Por: Vanessa Carolina Rodriguez Lupo
Las encuestas más recientes de firmas como Invamer y Guarumo, más allá de la frialdad de sus decimales, lo que retratan es un país fracturado exactamente a la mitad. Un 48.4% de la gente declara su intención de votar por quien sea con tal de hacer oposición al proyecto actual, mientras un 47.9% se atrinchera en el bando oficialista. Es una simetría dolorosa. Colombia se mira en el espejo de su tarjetón y no ve un camino claro, sino un abismo de incertidumbres donde cada mitad de la población le teme con el alma a la realidad de la otra.
Las dos Colombias que no se escuchan

Por un lado, el senador Iván Cepeda, cargando a hombros las banderas del Pacto Histórico, congrega un fervor que se siente en las juventudes universitarias y en las comunidades de los litorales Pacífico y Caribe. Para este sector, que las encuestas sitúan sobre el 33% y el 37%, el voto por Cepeda es un escudo defensivo. Es el miedo visceral a retroceder, a que el regreso de la derecha signifique el desmantelamiento de los subsidios, el fin de los programas de tierras y el regreso al viejo país de las élites. Sus seguidores escuchan las promesas de justicia social y paz territorial como un salvavidas moral en un mar de olvido histórico.
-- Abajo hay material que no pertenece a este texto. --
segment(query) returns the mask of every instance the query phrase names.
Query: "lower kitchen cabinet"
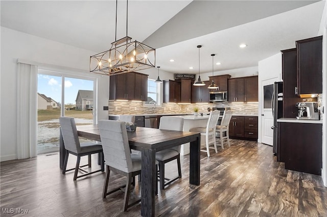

Pero al cruzar la calle, el sentimiento cambia drásticamente de color. El meteórico y ruidoso ascenso del abogado Abelardo de la Espriella, que ya cabalga sobre el 30% de la intención de voto devorándose los caudales de la derecha tradicional de Paloma Valencia, no es un accidente. Es el grito desesperado de una clase media urbana y un sector rural que se sienten desprotegidos. En los hogares colombianos hay un clamor abrumador por el orden. El cansancio de ver el deterioro de la seguridad, la extorsión en el comercio local y la sensación de que la «Paz Total» terminó siendo una ventaja para la delincuencia, ha empujado a millones a abrazar la retórica tajante, de mano dura y sin anestesia que propone el abogado. La gente está dispuesta a sacrificar matices con tal de volver a caminar sin el peso del miedo.
La orfandad del centro y el dolor de la incertidumbre
En medio de este choque de trenes, los analistas políticos e institutos como la Fundación Paz y Reconciliación (Pares) constatan una realidad amarga: el centro político ha quedado desierto. Nombres que en otros tiempos encarnaban la esperanza de la moderación, como Claudia López o Sergio Fajardo, hoy deambulan rezagados en el fondo de las gráficas, arañando un tímido 2%. La explicación que dan los expertos es humana, no matemática: cuando una sociedad se siente en peligro, la moderación se interpreta como debilidad o indiferencia. El electorado colombiano, herido y desconfiado, prefiere la seguridad de los extremos.
Quizás el dato más revelador del verdadero estado de ánimo del país sea el elevado porcentaje de indecisos y de personas que confiesan que votarán en blanco, una cifra que en algunos escenarios de balotaje roza el 14% y el 16%. No es apatía; es desilusión. Son millones de colombianos que sienten que están siendo obligados a elegir entre el fuego y la sartén, atrapados en una gritería política donde los candidatos se dedican a destrozar al rival en lugar de proponer un horizonte común. «Vamos ciegos», repiten muchos ciudadanos en las calles, abrumados por campañas que se alimentan de la ira digital y los sesgos cognitivos.
El día después del veredicto
Al caer la tarde previa a las votaciones, Colombia contenerá el aliento. En las plazas de mercado y en las salas de las casas se sabe que el verdadero desafío del próximo habitante de la Casa de Nariño no será conseguir los votos para ganar un domingo de mayo o junio. El verdadero calvario será gobernar a una sociedad con el tejido social agrietado, desconfiada de sus instituciones y profundamente asustada de su vecino.
La moneda sigue en el aire, pero juegue como juegue la política su partida de ajedrez, el veredicto de la calle ya está dictado: los colombianos irán a las urnas con el tarjetón en la mano, las venas abiertas y la mirada fija en el horizonte, esperando que el lunes por la mañana el país que aman no se haya terminado de romper.